What happened next? We all know: an unmitigated disaster that set the cause of health care reform back for years. Hillary Clinton and her top advisers--in proceedings marked by secrecy and we-know-best arrogance--cooked up a plan that no one could understand. They bent over backward to accommodate the corporate community and miscalculated: Big Business ended up opposing the plan. And the common folks who the plan was supposed to help couldn't comprehend it--which meant they (and their elected representatives) could not fight effectively for it.

Flash forward to 2008. Clinton is fighting for her political life in a fierce battle with Barack Obama. She's pandering on gas prices, she's suggesting that Obama is not ready to be commander in chief, she's pouncing on a remark he made to suggest he's an elitist, she's making a big deal out of his past relationship with a onetime 70s radical, she's accusing him of not being committed to withdrawing from Iraq, she's pushing reporters to dwell upon Obama's friendship with a developer indicted on corruption charges, she's pondering how to game the delegate system. And her latest ad in North Carolina, which holds an important primary on Tuesday, she repeats her claim that she is the candidate who can make change happen.

In the ad, North Carolina Governor Mike Easley, a Clinton supporter, says:

These are tough times in America and I think that Hillary is the one we can count on to get the job done. She's going to turn the economy around, she's going bring new jobs, she's going to get some tax cuts for the middle class for a change. She's going to make health care available to everybody in this country, and she's going to do everything she can to help every child reach their full potential. She is so resilient, so determined. She knows how to deliver.

To which anyone with a skeptical view (and a memory) might say, "Hillarycare." Sure, she's racked up a few accomplishments as a senator. But she failed miserably on the biggest task she has ever assumed.

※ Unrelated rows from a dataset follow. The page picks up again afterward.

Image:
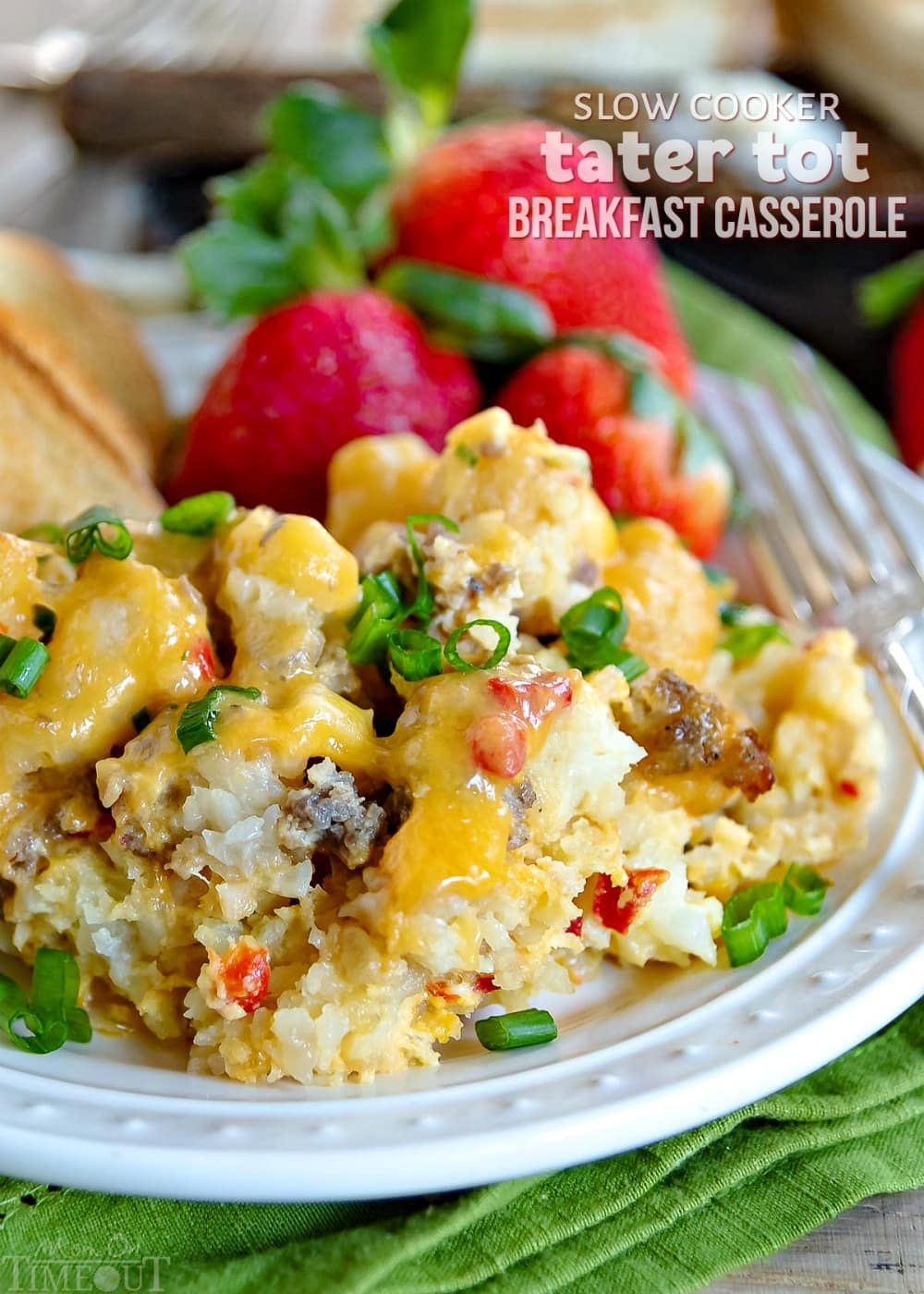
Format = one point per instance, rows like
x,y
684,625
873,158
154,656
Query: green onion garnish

She didn't get that job done; she botched it. True, it was a tough assignment, and the odds were against her. But if she's making promises now, her first attempt to "make health care available to everybody in this country" is relevant. (More relevant than the issue of her laugh.) Well, maybe she can get the job done on the second time around. Older and wiser, and all that. But her early-90s failure was one reason why health care disappeared as a political issue for so long. That's a reality that present-day campaign rhetoric can be measured against.